Git-Pandoc Academic Workflow Software setup

ZettelDistraction · May 2023

Philosopher Richard Y. Chappell has written a straightforward and readable Git+Pandoc software setup and workflow guide suitable for academic writing. [Academics don't want you to know this secret trick: this free software setup is workable for writers of all kinds.] Professor Chappell's guide walks you through the software installation, which includes git for version control, Pandoc for document processing, and the VSCode editor with plugins for Pandoc citations and document export. After the one-time software installation, the writer begins each document with a Markdown template. The Markdown template includes some LaTeX macros for page formatting--Prof Chappell recommends installing the MikTeX LaTeX distribution. Modifying the Pandoc LaTeX template is unnecessary (though I have done this to avoid repetition): add LaTeX packages and macros to the Markdown document template as needed.

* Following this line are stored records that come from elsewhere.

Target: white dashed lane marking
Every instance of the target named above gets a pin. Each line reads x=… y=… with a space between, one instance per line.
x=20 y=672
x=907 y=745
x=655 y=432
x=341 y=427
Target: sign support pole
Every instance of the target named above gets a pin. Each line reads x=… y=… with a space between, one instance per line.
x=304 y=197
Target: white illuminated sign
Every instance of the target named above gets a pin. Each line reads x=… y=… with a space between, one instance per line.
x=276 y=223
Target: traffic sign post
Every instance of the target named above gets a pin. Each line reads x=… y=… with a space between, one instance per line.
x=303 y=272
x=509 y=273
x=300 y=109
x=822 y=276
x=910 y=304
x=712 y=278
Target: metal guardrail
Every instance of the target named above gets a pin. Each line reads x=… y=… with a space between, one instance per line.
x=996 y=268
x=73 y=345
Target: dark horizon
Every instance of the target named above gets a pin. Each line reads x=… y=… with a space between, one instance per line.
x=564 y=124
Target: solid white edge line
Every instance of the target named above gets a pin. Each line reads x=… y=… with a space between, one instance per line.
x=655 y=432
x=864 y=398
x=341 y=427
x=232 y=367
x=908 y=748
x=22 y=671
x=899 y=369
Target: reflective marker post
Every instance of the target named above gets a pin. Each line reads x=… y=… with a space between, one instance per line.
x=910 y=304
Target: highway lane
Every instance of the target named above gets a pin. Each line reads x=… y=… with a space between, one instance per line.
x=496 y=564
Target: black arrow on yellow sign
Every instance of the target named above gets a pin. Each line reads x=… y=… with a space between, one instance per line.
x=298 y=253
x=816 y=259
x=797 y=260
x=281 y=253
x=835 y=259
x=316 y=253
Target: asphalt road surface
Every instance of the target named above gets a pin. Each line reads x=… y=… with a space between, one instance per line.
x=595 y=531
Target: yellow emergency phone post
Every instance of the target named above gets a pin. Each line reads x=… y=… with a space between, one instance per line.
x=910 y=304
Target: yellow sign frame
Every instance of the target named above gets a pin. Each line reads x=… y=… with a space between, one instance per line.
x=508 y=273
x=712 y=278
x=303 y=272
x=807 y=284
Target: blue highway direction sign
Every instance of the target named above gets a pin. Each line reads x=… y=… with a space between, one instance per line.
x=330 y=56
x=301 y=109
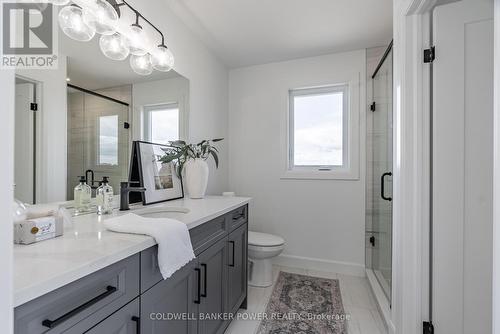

The setup is interesting and will get you part of the way to a Zettelkasten with VSCode. The installed software and workflow are compatible with Zettlr and Obsidian, though this requires additional configuration.

Will · May 2023

@ZettelDistraction, thanks for this. I've installed and configured Philosopher Richard Y. Chappell's workflow, which is simple and works flamingly beautiful.

I have been using a more elaborate workflow because I can tolerate some fussiness.

It draws on.

Jeffory Moro - [How I Write](https://jeffreymoro.com/blog/2020-09-21-how-i-write/
Scott Selisker's "Plain Text Workflow for Writing with Atom"
Grant Wythoff's and Dennis Tenen's "Sustainable Authorship in Plain Text using Pandoc and Markdown"

The big difference is that I have been using a Makefile to convert with pandoc rather than vs code's pandoc plugin.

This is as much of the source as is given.